De kunsten vragen om ruimte voor verbeelding en ontwikkeling. Enerzijds kan beleid faciliteren en zo activiteiten mogelijk maken. Anderzijds is het inherent aan beleid dat het kaders stelt, codificeert en perkt het ruimte juist in. Er zijn nogal wat valkuilen in het kunst en cultuurbeleid. Uit de prakijk, acht valkuilen die zich voordoen.

Valkuil 1: Wat wordt verstaan onder kunst en cultuur?

Een goed gesprek begint met een gemeenschappelijk begrippenkader en gedeelde beelden. Kunst en cultuurbeleid condenseert in veelal uitbundig vormgegeven documenten. Onder die oppervlakkige vorm blijft het inhoudelijk vaak vaag en vrijblijvend. Zo mist wat onder kunst en cultuur wordt verstaan, en wat het verschil tussen beide termen is. Het belang van kunst en cultuur blijft hangen in een eigentijdse 'melk moet'-argumentatie.

Er zijn meerdere definities van kunst en cultuur, waaruit er een te kiezen is. Het hoeft niet de ultieme, de allerbeste te zijn. Het is vooral van belang dat die werkbaar is en past bij de gemeente. Amsterdam heeft een ander ambitieniveau dan bijvoorbeeld Zuidhorn.
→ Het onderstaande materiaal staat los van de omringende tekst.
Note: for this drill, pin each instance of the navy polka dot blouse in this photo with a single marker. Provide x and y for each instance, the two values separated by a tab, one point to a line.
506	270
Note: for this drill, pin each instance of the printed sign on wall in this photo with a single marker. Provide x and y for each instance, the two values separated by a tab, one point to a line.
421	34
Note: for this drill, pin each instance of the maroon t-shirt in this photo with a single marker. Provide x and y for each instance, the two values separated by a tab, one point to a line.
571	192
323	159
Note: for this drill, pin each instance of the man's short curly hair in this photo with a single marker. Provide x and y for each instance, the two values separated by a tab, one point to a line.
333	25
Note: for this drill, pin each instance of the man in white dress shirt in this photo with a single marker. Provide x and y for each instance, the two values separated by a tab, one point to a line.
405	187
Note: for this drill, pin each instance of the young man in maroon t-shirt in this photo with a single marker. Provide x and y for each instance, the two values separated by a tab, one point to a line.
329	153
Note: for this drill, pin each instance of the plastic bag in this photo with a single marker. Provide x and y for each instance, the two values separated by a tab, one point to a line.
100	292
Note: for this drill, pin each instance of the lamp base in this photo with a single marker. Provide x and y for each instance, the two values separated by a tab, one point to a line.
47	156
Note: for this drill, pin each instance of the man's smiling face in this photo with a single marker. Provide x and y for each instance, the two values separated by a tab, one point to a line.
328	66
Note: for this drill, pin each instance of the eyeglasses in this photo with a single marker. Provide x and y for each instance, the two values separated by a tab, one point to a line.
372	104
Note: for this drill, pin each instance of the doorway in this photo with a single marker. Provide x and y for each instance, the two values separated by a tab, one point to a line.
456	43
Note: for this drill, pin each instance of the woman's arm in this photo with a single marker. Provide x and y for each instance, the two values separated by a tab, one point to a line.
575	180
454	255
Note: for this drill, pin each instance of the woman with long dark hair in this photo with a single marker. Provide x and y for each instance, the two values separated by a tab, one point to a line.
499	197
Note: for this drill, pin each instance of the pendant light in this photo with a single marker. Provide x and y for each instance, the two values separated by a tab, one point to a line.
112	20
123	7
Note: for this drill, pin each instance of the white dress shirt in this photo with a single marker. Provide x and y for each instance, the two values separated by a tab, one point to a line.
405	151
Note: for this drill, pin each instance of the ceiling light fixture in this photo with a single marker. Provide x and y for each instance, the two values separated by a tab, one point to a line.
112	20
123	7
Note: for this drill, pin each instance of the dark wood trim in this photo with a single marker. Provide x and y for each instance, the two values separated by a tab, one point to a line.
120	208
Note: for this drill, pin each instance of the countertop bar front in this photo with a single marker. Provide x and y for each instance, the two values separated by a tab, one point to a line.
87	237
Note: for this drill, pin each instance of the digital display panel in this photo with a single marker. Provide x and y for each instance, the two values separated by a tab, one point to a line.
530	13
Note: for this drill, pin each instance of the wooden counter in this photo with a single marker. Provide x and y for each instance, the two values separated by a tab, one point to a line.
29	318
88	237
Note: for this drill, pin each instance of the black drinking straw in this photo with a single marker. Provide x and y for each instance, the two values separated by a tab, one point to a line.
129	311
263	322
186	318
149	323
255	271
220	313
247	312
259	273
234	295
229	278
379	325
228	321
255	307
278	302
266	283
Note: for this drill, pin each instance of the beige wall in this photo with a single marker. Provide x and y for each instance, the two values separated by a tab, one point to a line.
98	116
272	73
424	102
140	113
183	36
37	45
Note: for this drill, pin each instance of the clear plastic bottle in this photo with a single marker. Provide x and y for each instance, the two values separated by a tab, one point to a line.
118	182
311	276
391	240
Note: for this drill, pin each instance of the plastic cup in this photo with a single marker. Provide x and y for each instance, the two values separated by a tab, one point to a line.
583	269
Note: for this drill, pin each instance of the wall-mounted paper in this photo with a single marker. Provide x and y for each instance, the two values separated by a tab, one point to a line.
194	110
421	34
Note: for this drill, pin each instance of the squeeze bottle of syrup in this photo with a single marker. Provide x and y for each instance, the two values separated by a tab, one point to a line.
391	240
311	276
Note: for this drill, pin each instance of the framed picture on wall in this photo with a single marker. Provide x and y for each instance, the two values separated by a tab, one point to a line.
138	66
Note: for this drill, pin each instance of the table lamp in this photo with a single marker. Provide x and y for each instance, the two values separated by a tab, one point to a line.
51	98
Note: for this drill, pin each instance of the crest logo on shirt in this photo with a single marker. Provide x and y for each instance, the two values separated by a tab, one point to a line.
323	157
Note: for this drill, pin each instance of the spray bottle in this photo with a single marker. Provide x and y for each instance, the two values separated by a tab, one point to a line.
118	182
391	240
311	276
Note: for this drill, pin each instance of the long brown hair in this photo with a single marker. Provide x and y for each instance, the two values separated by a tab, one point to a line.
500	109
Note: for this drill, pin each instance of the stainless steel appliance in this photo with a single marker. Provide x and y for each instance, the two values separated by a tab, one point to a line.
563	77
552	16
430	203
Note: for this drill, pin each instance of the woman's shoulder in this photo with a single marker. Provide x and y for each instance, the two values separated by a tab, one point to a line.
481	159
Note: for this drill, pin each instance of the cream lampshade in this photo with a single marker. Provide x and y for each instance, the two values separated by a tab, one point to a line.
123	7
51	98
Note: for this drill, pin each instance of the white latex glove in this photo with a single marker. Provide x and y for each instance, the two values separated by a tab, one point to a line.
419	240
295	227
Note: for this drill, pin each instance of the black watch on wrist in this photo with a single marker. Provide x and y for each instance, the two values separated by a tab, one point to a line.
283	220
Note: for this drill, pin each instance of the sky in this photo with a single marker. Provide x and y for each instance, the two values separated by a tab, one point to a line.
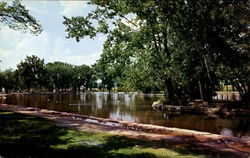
52	44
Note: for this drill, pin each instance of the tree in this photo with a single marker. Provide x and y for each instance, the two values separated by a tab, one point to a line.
17	17
61	75
8	80
82	76
32	71
185	42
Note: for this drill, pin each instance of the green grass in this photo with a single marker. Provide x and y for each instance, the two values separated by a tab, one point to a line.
26	136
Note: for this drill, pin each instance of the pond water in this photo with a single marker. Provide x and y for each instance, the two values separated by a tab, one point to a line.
136	108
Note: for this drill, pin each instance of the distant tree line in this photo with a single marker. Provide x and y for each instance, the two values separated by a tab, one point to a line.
186	48
33	74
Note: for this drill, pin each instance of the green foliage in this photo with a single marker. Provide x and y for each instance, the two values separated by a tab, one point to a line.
17	17
82	76
61	75
181	47
32	71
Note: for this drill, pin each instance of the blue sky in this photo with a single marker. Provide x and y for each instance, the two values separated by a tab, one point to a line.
51	44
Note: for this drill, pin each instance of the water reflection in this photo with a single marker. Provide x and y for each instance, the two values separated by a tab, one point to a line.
136	108
227	96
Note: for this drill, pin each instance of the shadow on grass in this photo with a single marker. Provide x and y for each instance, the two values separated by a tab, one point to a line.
26	136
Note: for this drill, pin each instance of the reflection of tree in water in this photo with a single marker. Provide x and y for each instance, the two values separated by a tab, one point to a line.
242	128
136	108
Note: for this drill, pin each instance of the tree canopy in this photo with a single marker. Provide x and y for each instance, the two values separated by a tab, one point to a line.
17	17
184	47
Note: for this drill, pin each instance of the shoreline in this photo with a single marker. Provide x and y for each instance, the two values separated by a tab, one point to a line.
207	141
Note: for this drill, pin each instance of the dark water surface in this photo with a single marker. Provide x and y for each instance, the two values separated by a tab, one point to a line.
136	108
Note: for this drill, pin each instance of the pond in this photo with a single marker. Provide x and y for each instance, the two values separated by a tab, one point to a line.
135	108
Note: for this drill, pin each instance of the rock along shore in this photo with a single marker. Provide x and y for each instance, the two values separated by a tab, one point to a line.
213	143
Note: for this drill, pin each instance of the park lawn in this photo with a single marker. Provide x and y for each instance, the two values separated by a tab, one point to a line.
29	136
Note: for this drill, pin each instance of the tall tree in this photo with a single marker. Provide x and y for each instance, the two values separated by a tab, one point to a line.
17	17
60	74
185	42
32	70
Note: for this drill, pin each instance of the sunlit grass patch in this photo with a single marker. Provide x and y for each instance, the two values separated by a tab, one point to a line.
30	136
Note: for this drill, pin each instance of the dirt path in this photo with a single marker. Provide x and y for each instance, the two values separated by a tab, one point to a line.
174	137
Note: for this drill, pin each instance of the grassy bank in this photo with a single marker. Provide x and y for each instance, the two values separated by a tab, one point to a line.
29	136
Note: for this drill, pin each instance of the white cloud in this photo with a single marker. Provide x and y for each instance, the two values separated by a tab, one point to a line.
17	45
73	8
40	7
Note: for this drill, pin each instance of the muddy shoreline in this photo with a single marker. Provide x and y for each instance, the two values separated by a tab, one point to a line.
212	143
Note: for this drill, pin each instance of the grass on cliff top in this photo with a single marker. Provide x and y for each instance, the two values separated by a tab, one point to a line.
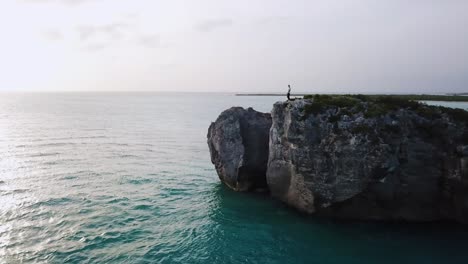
374	106
414	97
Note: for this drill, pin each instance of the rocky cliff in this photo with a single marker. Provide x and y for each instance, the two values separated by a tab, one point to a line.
238	143
351	157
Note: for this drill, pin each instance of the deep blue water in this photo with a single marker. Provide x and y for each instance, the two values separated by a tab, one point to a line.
127	178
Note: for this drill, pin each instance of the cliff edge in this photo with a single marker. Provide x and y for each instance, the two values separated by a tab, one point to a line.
354	157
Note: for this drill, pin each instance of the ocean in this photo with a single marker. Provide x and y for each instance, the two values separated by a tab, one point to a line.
127	178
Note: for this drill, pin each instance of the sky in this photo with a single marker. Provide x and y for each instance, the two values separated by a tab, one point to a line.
323	46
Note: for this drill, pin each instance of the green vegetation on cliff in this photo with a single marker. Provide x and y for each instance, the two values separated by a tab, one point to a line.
375	106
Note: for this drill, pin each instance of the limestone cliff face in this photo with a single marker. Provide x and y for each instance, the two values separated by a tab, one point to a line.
354	160
238	143
398	165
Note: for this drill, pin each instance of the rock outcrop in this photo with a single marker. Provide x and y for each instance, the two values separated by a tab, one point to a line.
238	143
352	157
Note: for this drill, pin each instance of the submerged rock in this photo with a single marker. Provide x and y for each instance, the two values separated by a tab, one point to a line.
351	157
238	143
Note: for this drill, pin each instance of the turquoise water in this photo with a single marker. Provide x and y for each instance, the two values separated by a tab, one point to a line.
126	178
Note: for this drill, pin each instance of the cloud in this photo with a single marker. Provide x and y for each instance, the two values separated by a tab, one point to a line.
210	25
53	35
66	2
110	31
95	46
99	37
150	41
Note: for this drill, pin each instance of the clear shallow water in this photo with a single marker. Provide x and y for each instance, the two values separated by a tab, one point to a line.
126	178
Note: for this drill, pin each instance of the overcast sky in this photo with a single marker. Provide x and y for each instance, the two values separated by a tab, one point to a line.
347	46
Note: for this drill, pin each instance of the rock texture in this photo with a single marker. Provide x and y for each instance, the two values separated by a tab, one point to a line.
238	143
395	166
349	159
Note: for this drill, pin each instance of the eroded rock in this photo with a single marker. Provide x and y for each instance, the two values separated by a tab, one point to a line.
238	143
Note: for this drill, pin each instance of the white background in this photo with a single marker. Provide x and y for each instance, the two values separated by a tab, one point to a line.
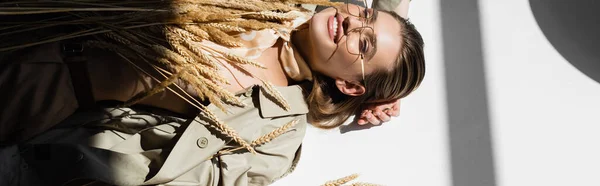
409	150
544	115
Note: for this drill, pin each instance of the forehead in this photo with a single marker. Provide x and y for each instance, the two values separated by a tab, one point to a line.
387	30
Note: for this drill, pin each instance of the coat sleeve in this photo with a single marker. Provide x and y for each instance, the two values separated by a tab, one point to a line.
273	160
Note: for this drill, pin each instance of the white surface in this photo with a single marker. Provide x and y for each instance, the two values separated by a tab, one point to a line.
409	150
544	112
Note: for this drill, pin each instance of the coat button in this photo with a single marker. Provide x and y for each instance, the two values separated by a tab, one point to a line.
202	142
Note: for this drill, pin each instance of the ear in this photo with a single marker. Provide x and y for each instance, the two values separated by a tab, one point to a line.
351	88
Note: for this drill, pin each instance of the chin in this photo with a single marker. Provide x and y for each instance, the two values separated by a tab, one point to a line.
319	28
323	45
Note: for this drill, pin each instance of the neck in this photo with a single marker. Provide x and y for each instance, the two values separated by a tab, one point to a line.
301	41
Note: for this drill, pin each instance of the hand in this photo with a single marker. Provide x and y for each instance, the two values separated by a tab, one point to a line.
379	113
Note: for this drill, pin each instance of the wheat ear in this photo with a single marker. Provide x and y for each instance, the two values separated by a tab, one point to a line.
271	91
156	89
268	15
341	181
228	131
274	134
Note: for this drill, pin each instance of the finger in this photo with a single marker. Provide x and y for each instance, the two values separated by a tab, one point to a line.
362	121
373	119
384	117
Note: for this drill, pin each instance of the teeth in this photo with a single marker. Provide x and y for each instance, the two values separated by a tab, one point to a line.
335	25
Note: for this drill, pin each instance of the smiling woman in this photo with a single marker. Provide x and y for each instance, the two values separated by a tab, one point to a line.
244	79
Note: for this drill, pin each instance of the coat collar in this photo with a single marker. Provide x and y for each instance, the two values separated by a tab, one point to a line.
292	94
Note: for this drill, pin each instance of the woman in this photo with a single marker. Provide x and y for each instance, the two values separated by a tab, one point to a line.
124	146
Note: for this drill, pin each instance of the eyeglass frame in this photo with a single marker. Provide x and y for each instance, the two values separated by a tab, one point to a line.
364	25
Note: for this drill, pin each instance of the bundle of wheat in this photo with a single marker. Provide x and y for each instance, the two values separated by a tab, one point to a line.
163	33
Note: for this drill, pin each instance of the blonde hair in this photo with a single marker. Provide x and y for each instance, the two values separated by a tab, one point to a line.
329	108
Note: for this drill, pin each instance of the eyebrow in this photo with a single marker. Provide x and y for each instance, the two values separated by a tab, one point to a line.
373	36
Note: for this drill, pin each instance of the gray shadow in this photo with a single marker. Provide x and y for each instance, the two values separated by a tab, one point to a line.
573	28
471	153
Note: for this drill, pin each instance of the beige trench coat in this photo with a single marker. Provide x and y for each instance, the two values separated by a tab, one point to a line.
133	147
165	150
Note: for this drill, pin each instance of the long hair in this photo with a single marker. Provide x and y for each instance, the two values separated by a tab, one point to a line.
330	108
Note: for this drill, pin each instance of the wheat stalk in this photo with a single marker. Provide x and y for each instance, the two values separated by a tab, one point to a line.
274	134
271	91
364	184
341	181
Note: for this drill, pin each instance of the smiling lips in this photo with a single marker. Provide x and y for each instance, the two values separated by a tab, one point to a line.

Valkuil 2: je ziet wat er al is

Als een basis ontbreekt waardoor het gesprek eigenlijk niet goed te voeren is dan ligt voor de hand om de bestaande instituten en activiteiten als uitgangspunt te nemen voor het nieuwe beleid. Gesubsidieerde instellingen hebben een hechte relatie met een gemeente, de instellingen zitten mogelijk al in de beleidsvormende fase aan tafel en oefenen invloed uit waarmee ze hun eigen positie bestendigen. Veranderingen aanbrengen, bijvoorbeeld door subsidie stop te zetten veroorzaakt weerstand en gedoe.
Niet gesubsidieerde of nieuwe initiatieven daarentegen worden lang niet altijd opgemerkt, of het budget is al verdeeld. Het beleid fixeert zo de bestaande situatie. Breng je structuur aan dat trekt dat mensen en organisaties die op die structuur gaan bouwen, in plaats van op een artistieke drive.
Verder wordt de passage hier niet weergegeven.